Let me introduce you to my go-to code visualization and analysis tool for .NET code: NDepend.
NDepend is a commercial software product that analyzes .NET code in any language, visualizes code issues and structure, and monitors code issues and other metrics over time.
I’m a tools nerd. I always have been. I’m also an extremely visual thinker. As a .NET development manager and architect, NDepend is perfect for me.
Let’s look at what NDepend is and why it might be right for you and the people you work with. I’ll pay special attention to NDepend’s role in helping with technical debt and improving software quality.
Disclaimer: While I have previously been a paid NDepend customer, I am reviewing NDepend with a free copy for review purposes.
NDepend’s visualization capabilities are the strongest point of the offering in terms of prioritizing tech debt and communicating code quality.
Let’s walk through the key areas NDepend helps us understand.
Recently, I wrote an entire article on the role Cyclomatic Complexity plays in maintainability, testability, and quality of software.
NDepend helps fight complexity by giving us a tools to visualize software complexity by area.
Below is an image of NDepend’s metric view analyzing my hobbyist game development project from last year:
In this tree view, each rectangle is a method in the application, grouped by class, namespace, and assembly. The color of each rectangle is a scale based on the method’s current cyclomatic complexity.
The view is very customizable. You can change gradient colors (useful for those with red / green colorblindness) and color transition points. You can also choose which metric drives color and which metric drives size. Additionally, you can toggle whether labels appear only over the item your mouse is over or over most major areas.
This view is without a doubt my favorite aspect of the application. It helps zero in on the areas needing the most attention, and it generates visuals that are critical to helping others “get it”. This is important because communicating technical debt to business stakeholders is hard, but very important.
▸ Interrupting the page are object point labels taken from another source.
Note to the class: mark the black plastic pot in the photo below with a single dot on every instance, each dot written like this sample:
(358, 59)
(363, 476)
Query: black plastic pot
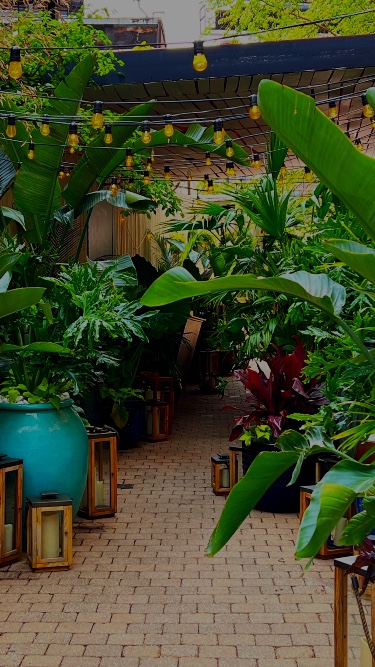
(279, 498)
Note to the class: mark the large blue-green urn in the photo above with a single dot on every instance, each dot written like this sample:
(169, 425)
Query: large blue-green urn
(53, 445)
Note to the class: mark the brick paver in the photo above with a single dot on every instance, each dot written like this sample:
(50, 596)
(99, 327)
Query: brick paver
(142, 593)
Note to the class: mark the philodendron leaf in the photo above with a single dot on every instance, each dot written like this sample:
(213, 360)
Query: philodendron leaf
(360, 258)
(323, 147)
(264, 470)
(317, 289)
(331, 498)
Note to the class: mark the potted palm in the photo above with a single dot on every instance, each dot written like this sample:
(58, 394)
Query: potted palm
(270, 400)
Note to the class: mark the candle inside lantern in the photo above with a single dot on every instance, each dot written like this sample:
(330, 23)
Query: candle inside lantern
(366, 658)
(224, 477)
(8, 537)
(50, 535)
(99, 492)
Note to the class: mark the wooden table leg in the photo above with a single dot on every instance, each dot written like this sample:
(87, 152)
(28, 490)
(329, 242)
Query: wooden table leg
(341, 618)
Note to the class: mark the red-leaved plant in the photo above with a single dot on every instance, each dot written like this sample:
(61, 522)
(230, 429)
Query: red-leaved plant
(271, 400)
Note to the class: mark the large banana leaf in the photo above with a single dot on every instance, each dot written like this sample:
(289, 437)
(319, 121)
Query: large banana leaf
(317, 289)
(265, 469)
(18, 299)
(332, 496)
(323, 147)
(100, 160)
(37, 190)
(196, 136)
(360, 258)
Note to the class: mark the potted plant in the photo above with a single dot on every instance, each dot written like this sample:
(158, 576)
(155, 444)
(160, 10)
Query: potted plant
(270, 400)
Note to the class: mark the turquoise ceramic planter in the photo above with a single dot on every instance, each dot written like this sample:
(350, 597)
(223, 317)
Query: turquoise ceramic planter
(53, 445)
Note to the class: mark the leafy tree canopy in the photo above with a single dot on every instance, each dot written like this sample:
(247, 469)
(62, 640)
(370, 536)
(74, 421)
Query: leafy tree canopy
(259, 15)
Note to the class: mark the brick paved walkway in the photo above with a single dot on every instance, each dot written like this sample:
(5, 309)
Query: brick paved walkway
(141, 592)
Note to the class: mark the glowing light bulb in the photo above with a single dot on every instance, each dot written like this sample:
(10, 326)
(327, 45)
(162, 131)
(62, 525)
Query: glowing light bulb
(309, 176)
(145, 132)
(11, 130)
(367, 109)
(254, 111)
(332, 110)
(31, 151)
(200, 61)
(256, 162)
(168, 127)
(15, 66)
(45, 128)
(73, 138)
(108, 137)
(113, 186)
(129, 159)
(97, 118)
(229, 152)
(218, 132)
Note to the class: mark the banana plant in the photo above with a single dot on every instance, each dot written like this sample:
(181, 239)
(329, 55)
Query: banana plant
(349, 175)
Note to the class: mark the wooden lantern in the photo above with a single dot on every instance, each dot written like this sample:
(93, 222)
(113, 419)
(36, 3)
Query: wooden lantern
(220, 477)
(328, 550)
(49, 531)
(157, 420)
(100, 496)
(11, 472)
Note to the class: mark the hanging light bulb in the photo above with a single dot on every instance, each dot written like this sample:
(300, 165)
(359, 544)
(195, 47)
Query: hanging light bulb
(113, 186)
(309, 176)
(200, 62)
(332, 110)
(219, 132)
(367, 109)
(129, 159)
(168, 127)
(73, 138)
(15, 65)
(256, 162)
(145, 132)
(45, 128)
(229, 152)
(108, 137)
(97, 118)
(31, 151)
(11, 130)
(254, 111)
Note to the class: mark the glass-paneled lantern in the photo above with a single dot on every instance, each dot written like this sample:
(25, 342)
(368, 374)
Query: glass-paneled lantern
(220, 478)
(11, 471)
(100, 496)
(49, 531)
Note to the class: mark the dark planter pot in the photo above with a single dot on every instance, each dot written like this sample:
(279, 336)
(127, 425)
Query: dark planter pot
(280, 498)
(130, 435)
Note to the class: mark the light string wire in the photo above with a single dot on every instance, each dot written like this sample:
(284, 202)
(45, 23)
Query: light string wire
(127, 47)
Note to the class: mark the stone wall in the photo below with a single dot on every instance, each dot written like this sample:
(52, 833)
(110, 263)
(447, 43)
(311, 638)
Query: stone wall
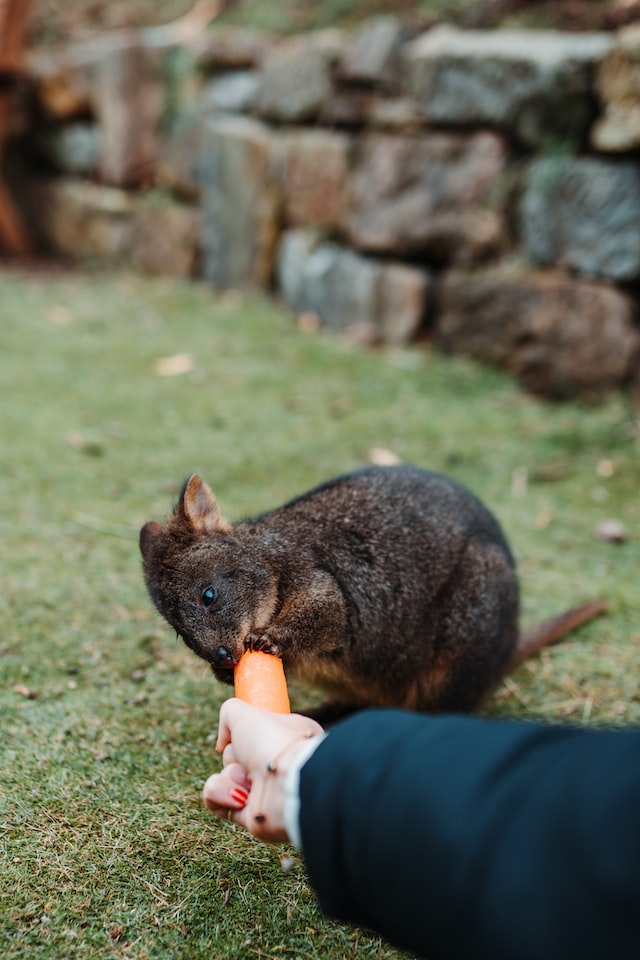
(481, 188)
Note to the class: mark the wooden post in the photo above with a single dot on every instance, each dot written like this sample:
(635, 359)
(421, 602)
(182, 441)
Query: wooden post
(13, 22)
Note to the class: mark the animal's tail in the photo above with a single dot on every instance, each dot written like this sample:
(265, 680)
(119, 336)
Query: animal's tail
(549, 631)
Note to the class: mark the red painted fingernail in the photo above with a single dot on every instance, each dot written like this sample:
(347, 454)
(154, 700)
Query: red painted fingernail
(239, 795)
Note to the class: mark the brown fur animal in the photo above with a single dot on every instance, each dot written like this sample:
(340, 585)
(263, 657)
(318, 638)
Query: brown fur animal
(389, 586)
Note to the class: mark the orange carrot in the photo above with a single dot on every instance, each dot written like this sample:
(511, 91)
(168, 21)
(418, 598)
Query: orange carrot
(259, 680)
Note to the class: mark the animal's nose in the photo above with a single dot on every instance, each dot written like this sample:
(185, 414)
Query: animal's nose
(223, 657)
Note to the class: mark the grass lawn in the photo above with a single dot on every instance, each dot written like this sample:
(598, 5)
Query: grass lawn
(108, 721)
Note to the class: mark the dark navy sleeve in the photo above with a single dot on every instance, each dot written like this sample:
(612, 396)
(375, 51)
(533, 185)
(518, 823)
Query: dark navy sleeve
(456, 837)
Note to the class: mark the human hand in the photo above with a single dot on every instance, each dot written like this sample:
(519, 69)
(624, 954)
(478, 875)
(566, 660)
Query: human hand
(257, 748)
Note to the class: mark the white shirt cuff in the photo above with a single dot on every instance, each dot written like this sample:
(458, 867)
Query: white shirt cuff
(291, 807)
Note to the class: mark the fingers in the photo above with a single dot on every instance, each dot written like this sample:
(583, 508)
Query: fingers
(228, 790)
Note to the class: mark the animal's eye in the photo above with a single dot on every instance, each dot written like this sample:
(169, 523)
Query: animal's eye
(209, 596)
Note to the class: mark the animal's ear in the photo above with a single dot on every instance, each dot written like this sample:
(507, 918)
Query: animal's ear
(200, 508)
(149, 537)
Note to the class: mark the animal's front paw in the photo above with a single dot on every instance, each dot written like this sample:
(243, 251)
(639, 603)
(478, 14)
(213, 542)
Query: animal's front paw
(262, 642)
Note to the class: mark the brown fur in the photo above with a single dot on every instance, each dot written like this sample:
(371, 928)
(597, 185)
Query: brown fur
(389, 586)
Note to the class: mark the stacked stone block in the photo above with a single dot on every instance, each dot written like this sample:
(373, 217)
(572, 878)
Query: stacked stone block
(482, 187)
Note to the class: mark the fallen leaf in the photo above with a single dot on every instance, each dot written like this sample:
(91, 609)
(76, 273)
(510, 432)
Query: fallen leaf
(383, 457)
(174, 366)
(612, 531)
(26, 691)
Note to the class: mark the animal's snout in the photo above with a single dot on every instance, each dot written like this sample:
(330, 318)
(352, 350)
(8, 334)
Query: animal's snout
(223, 658)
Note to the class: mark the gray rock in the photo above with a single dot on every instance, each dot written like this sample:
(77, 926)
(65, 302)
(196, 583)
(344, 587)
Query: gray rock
(313, 167)
(427, 195)
(240, 202)
(73, 148)
(584, 214)
(83, 220)
(618, 86)
(118, 81)
(381, 300)
(373, 57)
(560, 336)
(296, 76)
(234, 48)
(533, 84)
(234, 92)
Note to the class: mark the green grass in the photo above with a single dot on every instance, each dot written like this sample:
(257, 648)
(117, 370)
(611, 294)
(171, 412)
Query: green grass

Unfortunately, cyclomatic complexity is only one aspect of software complexity and it tends to over-emphasize switch statements while under-emphasizing other sources of complexity. That said, it can be a good starting point when prioritizing technical debt.
That same tree map view can be configured to colorize methods (or types) based on their % of code comments. This helps find documentation and knowledge gaps.
My hobbyist project, pictured above, might be described as “significantly lacking” in documentation. Then again, its complexity is low, and the test coverage is good, so documentation is actually not a huge problem.
What you want to do is look at different facets of your own code. Highly complex code that is frequently modified, lacks unit tests, and is undocumented is probably something to be concerned about, for example.
Code Coverage metrics can be included in NDepend’s results. If present, code coverage will enable rules about covering code and covering newly added code. Code Coverage also appears prominently in major areas of the application.
The coverage data needs to come from outside of NDepend since NDepend doesn’t interact directly with unit tests. Currently supported code coverage providers include:
- dotCover / ReSharper Ultimate
- Visual Studio Code Coverage
I’m a habitual ReSharper user, so that’s what I use with working with NDepend on the desktop.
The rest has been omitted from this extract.